Algérie - Ornithologie

Le baguage du flamant rose en Algérie. Des conséquences scientifiques importantes



Le baguage du flamant rose en Algérie. Des conséquences scientifiques importantes
Le flamant rose phonicopterus roseus est un échassier au bec épais recourbé muni de fanons lui permettant de filtrer sa nourriture (invertébrés, graines, cystes) dans l’eau et le substrat des lagunes et lacs salés qu’il fréquente.

En Algérie, le statut de l’espèce a changé depuis peu, grâce aux efforts des chercheurs du Laboratoire de recherche et de conservation des zones humides (LRZH, université de Guelma, initialement à l’université de Annaba), passant d’hivernant aux effectifs modestes (5 000 oiseaux) à celui de résident avec des effectifs dépassant souvent 30 000 individus. La quête d’une preuve de la reproduction du flamant rose en Afrique du Nord fut longue et souvent frustrante.

En Algérie, la reproduction avérée en 2005 du flamant rose à Ezzemoul, près de Aïn- M’lila, a été l’aboutissement d’une recherche intense menée durant de nombreuses années visant à comprendre la dynamique d’une espèce hautement vulnérable ne se reproduisant que dans un nombre réduit de sites.

Pourquoi s’intéresser à la dynamique des populations d’oiseaux ?
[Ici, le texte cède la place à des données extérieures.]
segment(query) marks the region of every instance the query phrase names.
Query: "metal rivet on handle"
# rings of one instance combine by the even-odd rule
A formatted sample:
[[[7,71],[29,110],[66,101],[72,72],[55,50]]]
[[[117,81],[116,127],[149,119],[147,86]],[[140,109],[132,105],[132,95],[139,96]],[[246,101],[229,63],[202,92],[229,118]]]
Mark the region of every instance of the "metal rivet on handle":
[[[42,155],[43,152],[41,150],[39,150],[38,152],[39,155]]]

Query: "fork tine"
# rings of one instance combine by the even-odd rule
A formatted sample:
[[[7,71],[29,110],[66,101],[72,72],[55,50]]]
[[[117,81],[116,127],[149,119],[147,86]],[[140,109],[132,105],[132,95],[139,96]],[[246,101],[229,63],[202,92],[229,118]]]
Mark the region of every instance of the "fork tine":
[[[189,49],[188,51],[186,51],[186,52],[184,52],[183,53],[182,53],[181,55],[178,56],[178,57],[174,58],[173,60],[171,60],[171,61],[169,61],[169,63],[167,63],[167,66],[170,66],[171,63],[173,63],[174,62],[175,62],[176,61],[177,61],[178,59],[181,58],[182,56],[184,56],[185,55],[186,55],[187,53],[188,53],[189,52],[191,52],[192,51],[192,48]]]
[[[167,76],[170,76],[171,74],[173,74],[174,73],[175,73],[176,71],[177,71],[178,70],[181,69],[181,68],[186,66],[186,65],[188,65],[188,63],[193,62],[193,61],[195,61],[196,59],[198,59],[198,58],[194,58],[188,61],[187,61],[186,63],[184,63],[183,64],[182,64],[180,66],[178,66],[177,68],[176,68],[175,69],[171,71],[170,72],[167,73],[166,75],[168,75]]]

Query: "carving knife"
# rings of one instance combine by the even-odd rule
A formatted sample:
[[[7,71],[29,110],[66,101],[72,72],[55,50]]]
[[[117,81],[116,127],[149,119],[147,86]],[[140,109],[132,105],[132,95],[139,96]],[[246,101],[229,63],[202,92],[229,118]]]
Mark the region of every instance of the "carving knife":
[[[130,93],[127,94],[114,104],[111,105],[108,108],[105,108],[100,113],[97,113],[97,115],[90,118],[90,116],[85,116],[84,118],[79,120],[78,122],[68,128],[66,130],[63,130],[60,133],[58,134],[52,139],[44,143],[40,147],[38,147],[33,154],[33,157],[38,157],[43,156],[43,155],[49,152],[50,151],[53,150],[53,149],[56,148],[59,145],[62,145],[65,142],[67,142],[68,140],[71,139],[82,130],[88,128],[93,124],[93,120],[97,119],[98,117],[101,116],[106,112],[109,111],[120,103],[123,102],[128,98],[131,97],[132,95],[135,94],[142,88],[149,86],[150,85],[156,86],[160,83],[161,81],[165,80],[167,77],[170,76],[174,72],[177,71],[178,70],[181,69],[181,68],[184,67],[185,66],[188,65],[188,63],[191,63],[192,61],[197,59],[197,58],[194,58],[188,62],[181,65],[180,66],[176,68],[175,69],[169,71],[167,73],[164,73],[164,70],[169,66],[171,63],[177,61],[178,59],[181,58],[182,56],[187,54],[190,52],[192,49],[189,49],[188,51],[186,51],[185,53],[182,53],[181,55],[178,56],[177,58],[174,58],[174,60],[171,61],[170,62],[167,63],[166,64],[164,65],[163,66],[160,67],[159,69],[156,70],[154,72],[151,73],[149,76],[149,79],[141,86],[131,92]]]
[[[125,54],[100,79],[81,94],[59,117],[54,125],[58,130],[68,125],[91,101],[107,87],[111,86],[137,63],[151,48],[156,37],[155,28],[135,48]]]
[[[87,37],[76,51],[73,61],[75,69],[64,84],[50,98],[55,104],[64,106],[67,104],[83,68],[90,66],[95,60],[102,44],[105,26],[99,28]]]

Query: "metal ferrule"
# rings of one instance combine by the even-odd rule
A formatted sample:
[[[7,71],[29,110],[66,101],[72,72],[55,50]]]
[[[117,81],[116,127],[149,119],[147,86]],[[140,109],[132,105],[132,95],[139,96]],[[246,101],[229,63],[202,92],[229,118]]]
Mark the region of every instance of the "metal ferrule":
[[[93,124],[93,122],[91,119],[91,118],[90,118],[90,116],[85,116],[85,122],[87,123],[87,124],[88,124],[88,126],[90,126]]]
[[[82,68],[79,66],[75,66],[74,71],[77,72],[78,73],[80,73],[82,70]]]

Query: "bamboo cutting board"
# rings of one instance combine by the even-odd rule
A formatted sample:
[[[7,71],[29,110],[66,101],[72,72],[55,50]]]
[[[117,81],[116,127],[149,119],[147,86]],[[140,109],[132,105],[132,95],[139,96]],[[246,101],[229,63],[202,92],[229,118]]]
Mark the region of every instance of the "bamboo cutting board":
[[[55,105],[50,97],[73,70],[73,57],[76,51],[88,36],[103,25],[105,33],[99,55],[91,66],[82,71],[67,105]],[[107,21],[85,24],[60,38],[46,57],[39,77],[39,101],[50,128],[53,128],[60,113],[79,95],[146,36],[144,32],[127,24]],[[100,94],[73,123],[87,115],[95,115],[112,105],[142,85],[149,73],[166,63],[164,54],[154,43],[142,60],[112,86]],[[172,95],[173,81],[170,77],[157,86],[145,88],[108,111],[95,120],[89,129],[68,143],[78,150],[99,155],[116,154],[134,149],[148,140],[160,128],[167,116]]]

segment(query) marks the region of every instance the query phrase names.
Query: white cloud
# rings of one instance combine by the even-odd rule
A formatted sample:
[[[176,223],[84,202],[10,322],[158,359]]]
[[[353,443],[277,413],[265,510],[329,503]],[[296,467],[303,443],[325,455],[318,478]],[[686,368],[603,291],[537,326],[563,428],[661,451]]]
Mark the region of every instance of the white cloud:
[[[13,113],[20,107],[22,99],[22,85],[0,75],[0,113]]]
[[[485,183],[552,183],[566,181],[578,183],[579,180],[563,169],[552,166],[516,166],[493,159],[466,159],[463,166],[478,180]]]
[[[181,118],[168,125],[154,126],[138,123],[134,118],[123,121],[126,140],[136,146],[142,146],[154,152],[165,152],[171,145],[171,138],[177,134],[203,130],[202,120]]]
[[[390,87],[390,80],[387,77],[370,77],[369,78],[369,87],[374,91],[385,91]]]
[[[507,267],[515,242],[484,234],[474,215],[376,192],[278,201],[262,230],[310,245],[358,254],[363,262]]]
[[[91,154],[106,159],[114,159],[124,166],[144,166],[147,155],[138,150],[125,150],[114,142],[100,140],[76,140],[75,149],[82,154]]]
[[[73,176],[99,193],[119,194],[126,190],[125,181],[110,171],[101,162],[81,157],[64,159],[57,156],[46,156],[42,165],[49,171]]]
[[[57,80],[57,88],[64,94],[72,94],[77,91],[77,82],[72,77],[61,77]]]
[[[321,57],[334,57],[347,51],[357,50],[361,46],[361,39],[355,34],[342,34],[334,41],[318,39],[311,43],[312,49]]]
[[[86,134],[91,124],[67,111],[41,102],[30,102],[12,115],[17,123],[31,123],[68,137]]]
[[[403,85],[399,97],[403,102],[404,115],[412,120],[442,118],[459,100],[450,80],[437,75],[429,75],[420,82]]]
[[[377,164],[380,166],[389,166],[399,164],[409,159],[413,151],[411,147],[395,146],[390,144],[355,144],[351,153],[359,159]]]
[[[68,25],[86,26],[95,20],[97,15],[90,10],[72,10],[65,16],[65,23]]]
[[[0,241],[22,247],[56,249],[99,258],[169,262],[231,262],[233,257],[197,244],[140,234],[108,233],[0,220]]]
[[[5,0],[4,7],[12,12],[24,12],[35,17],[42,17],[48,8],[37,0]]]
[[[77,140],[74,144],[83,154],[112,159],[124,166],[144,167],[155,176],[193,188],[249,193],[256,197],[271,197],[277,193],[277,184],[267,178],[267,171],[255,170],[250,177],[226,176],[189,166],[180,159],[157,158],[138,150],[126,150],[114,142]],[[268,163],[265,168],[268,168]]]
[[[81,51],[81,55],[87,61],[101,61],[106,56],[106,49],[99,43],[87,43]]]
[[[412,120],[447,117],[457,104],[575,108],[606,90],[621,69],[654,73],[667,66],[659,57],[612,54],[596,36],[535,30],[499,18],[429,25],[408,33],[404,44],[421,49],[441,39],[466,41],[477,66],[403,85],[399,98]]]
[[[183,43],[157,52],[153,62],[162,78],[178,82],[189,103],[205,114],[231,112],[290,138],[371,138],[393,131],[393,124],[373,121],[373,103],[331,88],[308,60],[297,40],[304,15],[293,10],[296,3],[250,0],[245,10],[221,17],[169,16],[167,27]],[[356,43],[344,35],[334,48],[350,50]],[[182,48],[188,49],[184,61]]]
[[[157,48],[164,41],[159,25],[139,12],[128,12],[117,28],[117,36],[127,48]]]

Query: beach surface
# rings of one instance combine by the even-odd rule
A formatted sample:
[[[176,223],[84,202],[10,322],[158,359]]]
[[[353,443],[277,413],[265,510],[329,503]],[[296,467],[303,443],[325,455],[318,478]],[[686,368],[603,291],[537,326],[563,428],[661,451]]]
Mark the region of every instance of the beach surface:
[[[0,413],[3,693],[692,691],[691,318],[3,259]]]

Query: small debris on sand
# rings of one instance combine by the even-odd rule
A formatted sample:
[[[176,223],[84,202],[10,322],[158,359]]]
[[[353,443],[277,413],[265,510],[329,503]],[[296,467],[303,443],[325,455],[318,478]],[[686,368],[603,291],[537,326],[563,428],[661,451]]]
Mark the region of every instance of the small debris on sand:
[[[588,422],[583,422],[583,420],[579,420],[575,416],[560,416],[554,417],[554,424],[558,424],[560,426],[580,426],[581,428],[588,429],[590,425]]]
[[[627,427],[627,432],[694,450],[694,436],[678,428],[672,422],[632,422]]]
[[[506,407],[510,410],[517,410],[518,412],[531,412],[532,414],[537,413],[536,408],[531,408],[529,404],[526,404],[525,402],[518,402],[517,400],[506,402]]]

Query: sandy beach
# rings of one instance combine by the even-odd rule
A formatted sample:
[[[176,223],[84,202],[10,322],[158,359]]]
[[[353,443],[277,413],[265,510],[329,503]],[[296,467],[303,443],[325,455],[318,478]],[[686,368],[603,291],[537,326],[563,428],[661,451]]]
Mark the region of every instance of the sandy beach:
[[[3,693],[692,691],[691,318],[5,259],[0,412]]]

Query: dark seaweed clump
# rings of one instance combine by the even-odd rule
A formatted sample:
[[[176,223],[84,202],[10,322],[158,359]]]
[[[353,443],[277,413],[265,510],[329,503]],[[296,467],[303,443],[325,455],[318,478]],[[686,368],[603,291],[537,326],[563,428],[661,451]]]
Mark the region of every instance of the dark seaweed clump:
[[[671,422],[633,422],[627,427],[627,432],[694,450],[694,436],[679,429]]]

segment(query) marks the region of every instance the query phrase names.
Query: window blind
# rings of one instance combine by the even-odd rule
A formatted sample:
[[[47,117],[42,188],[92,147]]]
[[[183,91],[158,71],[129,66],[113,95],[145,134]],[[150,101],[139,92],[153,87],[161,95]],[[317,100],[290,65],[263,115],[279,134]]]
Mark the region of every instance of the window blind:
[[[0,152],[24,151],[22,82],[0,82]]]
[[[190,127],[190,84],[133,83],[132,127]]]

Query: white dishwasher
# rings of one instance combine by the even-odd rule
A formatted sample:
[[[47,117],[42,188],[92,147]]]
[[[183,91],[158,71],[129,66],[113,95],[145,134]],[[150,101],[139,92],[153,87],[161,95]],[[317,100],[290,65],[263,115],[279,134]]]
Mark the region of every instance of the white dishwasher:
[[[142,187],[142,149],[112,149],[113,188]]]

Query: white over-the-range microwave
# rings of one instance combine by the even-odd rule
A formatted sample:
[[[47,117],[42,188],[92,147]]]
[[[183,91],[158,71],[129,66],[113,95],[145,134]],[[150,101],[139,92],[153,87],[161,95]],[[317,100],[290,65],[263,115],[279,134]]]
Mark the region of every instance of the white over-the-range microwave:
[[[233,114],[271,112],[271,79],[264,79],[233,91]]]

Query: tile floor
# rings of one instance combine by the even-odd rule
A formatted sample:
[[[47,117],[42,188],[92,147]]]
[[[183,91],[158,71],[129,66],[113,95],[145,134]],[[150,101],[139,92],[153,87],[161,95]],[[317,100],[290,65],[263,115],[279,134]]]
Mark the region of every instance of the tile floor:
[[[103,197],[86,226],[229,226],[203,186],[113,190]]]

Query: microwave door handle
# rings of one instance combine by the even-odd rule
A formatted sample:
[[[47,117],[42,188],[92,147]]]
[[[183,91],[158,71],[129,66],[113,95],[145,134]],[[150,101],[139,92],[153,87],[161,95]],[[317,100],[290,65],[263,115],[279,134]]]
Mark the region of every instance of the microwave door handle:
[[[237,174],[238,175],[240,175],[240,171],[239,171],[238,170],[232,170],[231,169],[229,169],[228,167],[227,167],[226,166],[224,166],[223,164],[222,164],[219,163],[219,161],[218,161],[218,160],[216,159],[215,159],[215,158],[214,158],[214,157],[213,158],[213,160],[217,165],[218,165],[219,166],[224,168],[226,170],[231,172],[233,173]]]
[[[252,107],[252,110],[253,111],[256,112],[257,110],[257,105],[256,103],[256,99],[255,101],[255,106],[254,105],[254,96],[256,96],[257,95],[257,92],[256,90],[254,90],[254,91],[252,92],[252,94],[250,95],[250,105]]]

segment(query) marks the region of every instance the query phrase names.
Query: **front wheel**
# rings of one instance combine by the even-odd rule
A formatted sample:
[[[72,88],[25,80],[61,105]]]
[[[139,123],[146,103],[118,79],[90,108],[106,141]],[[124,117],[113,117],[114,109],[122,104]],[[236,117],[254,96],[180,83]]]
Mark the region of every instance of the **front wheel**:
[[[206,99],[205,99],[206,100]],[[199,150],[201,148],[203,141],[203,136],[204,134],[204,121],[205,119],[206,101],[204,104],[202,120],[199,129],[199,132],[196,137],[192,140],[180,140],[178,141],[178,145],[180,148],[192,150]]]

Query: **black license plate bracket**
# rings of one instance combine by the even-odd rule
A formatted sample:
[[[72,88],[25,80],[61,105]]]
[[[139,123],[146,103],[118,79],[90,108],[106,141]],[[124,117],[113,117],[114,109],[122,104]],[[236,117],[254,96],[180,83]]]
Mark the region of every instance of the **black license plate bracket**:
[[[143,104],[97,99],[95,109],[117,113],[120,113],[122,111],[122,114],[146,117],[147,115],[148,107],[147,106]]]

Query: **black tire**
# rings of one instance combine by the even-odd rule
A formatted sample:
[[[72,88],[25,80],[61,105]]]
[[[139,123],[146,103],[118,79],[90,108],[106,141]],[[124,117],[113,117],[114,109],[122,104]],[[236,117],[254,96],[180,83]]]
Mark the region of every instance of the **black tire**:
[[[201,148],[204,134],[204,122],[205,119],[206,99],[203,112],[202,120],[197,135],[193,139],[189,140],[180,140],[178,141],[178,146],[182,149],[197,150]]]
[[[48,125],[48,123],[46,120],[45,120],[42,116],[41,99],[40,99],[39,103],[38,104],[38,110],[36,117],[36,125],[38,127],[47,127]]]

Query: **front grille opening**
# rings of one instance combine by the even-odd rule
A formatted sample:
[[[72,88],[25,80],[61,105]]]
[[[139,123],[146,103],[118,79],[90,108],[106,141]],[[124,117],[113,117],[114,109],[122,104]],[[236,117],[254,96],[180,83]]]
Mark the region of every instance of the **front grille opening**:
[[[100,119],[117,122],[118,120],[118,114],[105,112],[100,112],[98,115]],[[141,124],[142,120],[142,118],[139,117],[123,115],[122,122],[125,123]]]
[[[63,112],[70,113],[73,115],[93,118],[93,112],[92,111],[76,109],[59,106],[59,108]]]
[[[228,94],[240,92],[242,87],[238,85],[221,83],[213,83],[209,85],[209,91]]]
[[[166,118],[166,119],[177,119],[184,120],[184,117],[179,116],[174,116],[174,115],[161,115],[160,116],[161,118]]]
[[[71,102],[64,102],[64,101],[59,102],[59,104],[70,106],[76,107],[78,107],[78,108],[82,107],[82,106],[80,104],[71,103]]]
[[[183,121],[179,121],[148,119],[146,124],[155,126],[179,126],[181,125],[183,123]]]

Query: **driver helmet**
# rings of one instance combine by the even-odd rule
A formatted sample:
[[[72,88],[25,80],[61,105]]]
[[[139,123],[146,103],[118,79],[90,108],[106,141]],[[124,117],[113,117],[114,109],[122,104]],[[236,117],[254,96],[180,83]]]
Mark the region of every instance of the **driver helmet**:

Face au péril de l’émergence des épidémies (SRAS, fièvre jaune, grippe aviaire, west nile, chikungunya, tuberculose, etc.), le biologiste a une responsabilité de comprendre la part des déséquilibres écologiques et de tout autre changement global dans ces phénomènes, de rechercher les origines et d’identifier les mécanismes des maladies émergentes.

De nombreuses espèces forment un réservoir d’agents infectieux pouvant poser un problème de santé publique ou agissent comme vecteurs pouvant disséminer des virus dangereux ou des bactéries mortelles sur de grandes distances. Devant une accélération des échanges mondiaux et une érosion accrue de la biodiversité, une formation ouverte sur les liens entre la biodiversité, la conservation et les maladies infectieuses est à même de produire des chercheurs et techniciens capables de constituer des réseaux efficaces de surveillance et de gérer de manière rationnelle toute crise.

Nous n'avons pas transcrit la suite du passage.